Here is what to know about the MS-13 gang.
MS-13 originated in Los Angeles, California
MS-13 originated in Los Angeles, California, and over 10,000 members live in the United States, according to a DOJ fact sheet. The street gang was founded in the 1980s by Salvadoran immigrants, but its presence rapidly grew in Central America, El Salvador, Mexico and even the U.S. following members’ deportations.
Between 50,000 and 70,000 MS-13 members are concentrated in urban areas in Central America or locations outside this region with a large Central American diaspora, a report published in the National Criminal Justice Reference Service (NCJRS) virtual library says. Although the gang is primarily urban, it has spread into more rural areas, such as Long Island and North Carolina, while still increasing in California, according to the 2018 report.
“MS-13 has the features of a social organization more than a criminal organization, in that it is more interested in creating a menacing collective identity than in generating crime-based revenue,” the report reads. “It is a diffuse organization of sub-parts, without a single leader or leadership structure that manages gang life and activities.”
According to the report, “violent behavior” is at the core of MS-13’s actions, and this has led to the gang becoming a target for law enforcement in the U.S. One of the gang’s most pivotal revenue sources is extortion enforced through violence, the report found.
Federal officials designated MS-13 as a transnational criminal organization, which the FBI identifies as a group that operates across national borders and engages in illegal activities for profit, including drug trafficking, migrant smuggling, human trafficking, money laundering, firearms trafficking, illegal gambling, extortion, wildlife smuggling, cybercrime and creating and selling counterfeit goods.
Trump named MS-13 designated terrorists
On Jan. 20, Trump signed an executive order designating eight Latin American cartels as “foreign terrorist organizations,” including Tren de Aragua in Venezuela, MS-13 in El Salvador and others.
MS-13 members have been accused and convicted for high-profile killings, kidnappings and drug trafficking in the Americas, including in Long Island, Washington, D.C. and California. In November 2024, a superseding indictment was unsealed in a Brooklyn federal court for charges stemming from murders allegedly ordered and committed by national leaders, members and associates of MS-13.

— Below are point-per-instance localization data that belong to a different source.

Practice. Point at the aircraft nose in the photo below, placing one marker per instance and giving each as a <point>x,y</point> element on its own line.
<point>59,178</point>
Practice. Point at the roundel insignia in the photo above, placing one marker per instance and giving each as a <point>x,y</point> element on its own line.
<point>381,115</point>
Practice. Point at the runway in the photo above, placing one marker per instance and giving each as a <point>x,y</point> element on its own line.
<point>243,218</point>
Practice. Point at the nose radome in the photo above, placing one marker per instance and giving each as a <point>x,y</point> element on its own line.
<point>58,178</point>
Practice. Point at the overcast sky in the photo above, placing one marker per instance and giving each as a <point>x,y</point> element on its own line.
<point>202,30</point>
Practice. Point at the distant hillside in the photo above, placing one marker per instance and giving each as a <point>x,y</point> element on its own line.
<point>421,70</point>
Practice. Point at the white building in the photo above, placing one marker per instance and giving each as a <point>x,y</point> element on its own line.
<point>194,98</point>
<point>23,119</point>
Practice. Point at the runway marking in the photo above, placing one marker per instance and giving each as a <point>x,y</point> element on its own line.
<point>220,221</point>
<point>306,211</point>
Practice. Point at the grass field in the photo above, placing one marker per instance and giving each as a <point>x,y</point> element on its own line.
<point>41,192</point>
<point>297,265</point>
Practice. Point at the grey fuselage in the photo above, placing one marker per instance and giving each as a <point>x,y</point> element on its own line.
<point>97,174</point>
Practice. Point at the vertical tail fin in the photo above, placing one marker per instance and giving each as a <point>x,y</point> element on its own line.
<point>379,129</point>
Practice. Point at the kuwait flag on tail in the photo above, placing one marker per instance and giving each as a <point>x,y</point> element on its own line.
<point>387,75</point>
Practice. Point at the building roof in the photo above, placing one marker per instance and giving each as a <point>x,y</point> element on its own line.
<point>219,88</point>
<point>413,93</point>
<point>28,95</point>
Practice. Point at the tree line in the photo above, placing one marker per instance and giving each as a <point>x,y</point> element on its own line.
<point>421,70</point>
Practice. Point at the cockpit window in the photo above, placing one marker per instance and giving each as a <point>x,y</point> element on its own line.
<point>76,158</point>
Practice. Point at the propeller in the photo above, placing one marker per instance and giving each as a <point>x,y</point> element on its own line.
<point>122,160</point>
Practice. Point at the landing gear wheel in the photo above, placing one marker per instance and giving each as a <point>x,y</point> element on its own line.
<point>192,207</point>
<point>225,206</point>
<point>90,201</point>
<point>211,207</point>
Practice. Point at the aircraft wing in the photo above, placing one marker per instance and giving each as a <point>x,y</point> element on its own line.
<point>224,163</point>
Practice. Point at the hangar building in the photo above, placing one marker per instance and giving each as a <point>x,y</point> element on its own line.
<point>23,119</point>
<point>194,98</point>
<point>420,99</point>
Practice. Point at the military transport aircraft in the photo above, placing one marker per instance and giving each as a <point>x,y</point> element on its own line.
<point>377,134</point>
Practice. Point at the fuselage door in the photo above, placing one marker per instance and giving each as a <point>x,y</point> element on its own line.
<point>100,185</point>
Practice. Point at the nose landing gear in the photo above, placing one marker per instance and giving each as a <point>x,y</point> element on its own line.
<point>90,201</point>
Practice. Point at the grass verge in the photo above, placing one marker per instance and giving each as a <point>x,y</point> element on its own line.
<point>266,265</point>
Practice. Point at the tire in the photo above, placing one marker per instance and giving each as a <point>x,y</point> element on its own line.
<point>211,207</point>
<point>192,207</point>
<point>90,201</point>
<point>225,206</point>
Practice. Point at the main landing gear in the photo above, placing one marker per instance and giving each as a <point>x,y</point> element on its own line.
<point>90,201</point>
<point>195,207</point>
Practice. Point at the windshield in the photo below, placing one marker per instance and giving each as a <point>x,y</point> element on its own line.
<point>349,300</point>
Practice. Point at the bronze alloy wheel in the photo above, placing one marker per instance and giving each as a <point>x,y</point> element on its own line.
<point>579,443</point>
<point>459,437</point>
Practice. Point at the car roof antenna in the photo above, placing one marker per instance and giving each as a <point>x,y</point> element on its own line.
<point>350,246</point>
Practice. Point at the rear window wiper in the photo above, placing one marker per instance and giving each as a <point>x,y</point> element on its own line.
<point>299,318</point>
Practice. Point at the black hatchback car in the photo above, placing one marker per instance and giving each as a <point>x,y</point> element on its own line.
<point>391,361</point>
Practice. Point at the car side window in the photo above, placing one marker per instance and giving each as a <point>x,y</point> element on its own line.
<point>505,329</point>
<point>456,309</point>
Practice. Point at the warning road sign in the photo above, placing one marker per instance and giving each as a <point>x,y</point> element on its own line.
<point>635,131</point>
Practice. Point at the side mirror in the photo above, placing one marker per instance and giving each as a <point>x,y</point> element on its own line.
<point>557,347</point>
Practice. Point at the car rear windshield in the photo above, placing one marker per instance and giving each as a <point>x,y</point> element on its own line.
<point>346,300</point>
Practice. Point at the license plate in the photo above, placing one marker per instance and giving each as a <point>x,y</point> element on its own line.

“My Office and our law enforcement partners have worked tirelessly to hold MS-13 accountable for the unspeakable harm it has done to its victims and our communities. As these charges make clear, our pursuit of those responsible will not be deterred by the passage of time or by the leaders of MS-13’s futile attempts to hide in the shadows,” U.S. Attorney Breon Peace said in November. “This indictment strikes yet another blow at MS-13’s leadership and demonstrates our work to dismantle MS-13 from top to bottom.”
During Trump’s initial presidency, MS-13 was mentioned often as part of his administration’s crackdown on immigration, particularly from Central America and what he called “sanctuary cities,” which limited law enforcement from working with federal immigration agents.
Trump often called the alleged gang members “animals.” More than a dozen MS-13 members were indicted in 2020 on terrorism charges relating to their alleged involvement in organized crime in the U.S., Mexico and El Salvador over the past two decades.
El Salvador saw record low in homicides amid war on MS-13, other gangs
While the MS-13 members continue to be prosecuted in the U.S., the gang — along with its Los Angeles-originating rival 18th Street — have been at the forefront of Salvadoran President Nayib Bukele’s crackdown on violence in the Central American country. Thousands of individuals have been incarcerated in Salvadoran prisons as the country wages war on gangs, an effort that in 2024 led to a record low of 114 homicides, the Associated Press reported.
Bukele said El Salvador had 1.9 homicides per 100,000 people, which puts the country below what any Latin American country had reported in 2023, according to the AP.
Earlier this month, the U.S. dropped charges against Cesar Lopez-Larios, another MS-13 leader, to deport him to El Salvador as part of a deal with Bukele.